Friday, January 11, 2008

The R Word - Recession? Don't Panic

If you are a supplier in compliance services - Recession is nothing to fear.

But don’t underestimate the upheaval in handling it. Back in the early 90s – now that was a proper Recession with a capital “R”– yours truly was able to increase sales significantly, double profitability and comprehensively stomp on the competition year after year with compliance services used by over 150k clients – it can be done. But it’s not easy.

Technically recession is 6 consecutive quarters of “negative growth”. But let’s face it – who’s going to argue that because we had one quarter of flat performance in the 6 we’ll wait and see how it pans out. It’s academic - only ivory tower economists can wait for two years and be able to tell us officially in 2010 that we’re in recession now. The rest of us have to deal with now – and it feels damned cold out there for most clients.
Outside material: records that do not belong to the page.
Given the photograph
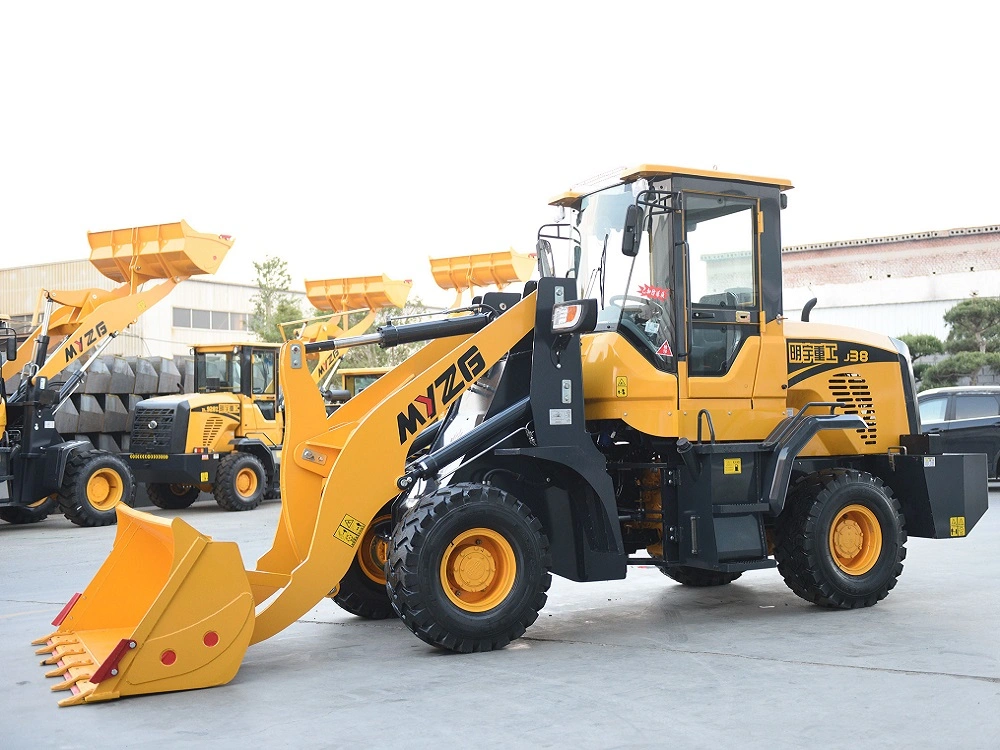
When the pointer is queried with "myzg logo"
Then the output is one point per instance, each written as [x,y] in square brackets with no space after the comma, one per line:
[76,348]
[446,388]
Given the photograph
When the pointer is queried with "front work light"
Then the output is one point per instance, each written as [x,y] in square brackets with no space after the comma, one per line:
[575,316]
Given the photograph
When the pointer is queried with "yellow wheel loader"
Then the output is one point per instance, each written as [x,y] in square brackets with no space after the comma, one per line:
[44,470]
[646,402]
[226,437]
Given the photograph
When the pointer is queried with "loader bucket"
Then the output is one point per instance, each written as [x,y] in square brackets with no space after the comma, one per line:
[160,251]
[358,292]
[483,269]
[169,609]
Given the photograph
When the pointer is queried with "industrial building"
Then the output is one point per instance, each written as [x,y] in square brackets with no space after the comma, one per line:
[900,284]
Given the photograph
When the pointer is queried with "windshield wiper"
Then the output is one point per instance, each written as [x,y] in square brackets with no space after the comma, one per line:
[603,267]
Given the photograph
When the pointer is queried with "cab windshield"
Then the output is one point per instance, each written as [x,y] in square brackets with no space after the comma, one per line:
[216,371]
[633,293]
Recessions are different now, though. UK wide ones are rare, and even the current one may not trip all the buttons required by the old economist measures. Recessions are typically now industry specific and international in context. The UK can survive a series of “niche” recessions, such as the ones we’ve had in agriculture, manufacturing, mechanical engineering, etc as long as financial services, retail etc remain robust. The difference currently is that we’ve not been led into recession by the banks for centuries. This could be different, not just as it’s a disproportionately big part of the economy now, but also because the property and retail sectors are also sitting on their hands and that in itself can be enough to slide further. Those niche suppliers who've faced industry specific recessions know this - the point is that now the two biggest markets for compliance services - financial services and retail - are teetering on the brink.

So why is compliance different? Why when shops or banks lose growth and profitability will the guys who check their fire extinguishers be all right?
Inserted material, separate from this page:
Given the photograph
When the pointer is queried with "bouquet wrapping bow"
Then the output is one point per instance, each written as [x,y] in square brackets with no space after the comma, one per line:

It’s important to know how Big Business panics to understand just how safe you can be. Big Business panics tend to run like this:

“Need to cut costs” leads to “Round 1”. This hits the soft targets, namely PR, recruitment, entertainment, libraries, training, and hammers down on expenses management (typically just when you actually need to reduce the hassle of doing business, rather than increasing it – but that’s FD logic, not normality).
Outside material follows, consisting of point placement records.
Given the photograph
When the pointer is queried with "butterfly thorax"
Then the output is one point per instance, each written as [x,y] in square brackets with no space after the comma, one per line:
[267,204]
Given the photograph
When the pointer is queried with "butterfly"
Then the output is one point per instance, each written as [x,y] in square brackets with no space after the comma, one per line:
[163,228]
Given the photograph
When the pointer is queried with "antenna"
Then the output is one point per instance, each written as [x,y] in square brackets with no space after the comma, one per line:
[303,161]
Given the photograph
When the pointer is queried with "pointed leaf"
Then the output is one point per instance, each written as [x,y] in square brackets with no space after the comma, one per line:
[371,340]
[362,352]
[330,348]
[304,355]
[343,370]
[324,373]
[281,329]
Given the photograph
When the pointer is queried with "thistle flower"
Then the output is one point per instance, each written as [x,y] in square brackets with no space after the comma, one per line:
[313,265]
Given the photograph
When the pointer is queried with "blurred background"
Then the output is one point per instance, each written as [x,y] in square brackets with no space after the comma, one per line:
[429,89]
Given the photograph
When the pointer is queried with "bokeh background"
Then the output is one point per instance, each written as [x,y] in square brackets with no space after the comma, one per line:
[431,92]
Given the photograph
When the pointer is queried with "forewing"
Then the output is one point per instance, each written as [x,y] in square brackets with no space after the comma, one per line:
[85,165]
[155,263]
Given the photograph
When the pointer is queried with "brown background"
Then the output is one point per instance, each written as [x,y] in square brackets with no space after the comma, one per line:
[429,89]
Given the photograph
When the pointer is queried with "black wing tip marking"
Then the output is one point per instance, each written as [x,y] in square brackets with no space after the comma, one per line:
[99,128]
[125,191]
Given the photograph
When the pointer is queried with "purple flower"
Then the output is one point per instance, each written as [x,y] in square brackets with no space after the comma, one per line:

Round 2 follows with “it’s gonna have to be heads rolling” (but not mine) – therefore start the musical chairs. Cut the HR guys? Nope – need them to do the cutting. Cut the finance guys? Nope – you need more actually as declining numbers are harder to watch than rising ones (and everyone is continually digging up the dying plants to see the roots and measure them, again – busy, busy, busy).

It’s never enough – the Bears are in charge now playing “who’s the daddy” - so sooner or later Round 3 comes. This is even more staff cuts – but this time, even the guys we like, as well as some of the Quasimodos in the back office.

The end result is usually too little too late. What’s left? Usually the stuff that’s actually really hard to deal with is still there – oversized or overpriced premises, under-depreciated cars and “stuff”, and of course, service level agreements with clients which were tight even when you had the staff to do them.

Buried deep within the pile of detritus and humiliation is typically also the compliance “long stop”. Finance people hate to cancel these (they are risk averse by nature) even though they will have been complicit in removing those who commissioned or ran them. The firms are actually more reliant on compliance issues than ever before and will have removed many of the specialists who know how to negotiate them properly.

Employee relations issues move from recruitment hassles to redundancy calculations. Safety issues shift from training to stress management and occupational health, surveying now has to include project management, etc. The likelihood of a compliance event in periods of turmoil is much higher than normal so while the shape of the service changes significantly, the client is more reliant on you than ever.

Don’t be afraid of it, don’t “gouge” (ie over exploit it), but do flex your service quickly and sensitively.

Weak staff will feed back that “XYZplc is cutting back and making redundancies, therefore we have to discount the service to secure the renewal at all”.

Good staff will say “we need to stop X, add more Y and up the contact rate with their new guy significantly to pitch for the 25% price rise now we’re doing much more for them and the client’s in-house team has halved – and PS - I can remove the discount Norman haggled out of us last year as he’s gone now”.

It takes balls, but that’s why recession is an opportunity. Like technology and innovation in a period of war – everything is accelerated and stress tested much quicker. It puts you on your mettle – just how good at flexing solutions specification and pricing are your team? Clients will pay more, but the service must be much more relevant.

If you can stand the pace – great, many won’t.

Now is the time to take market share.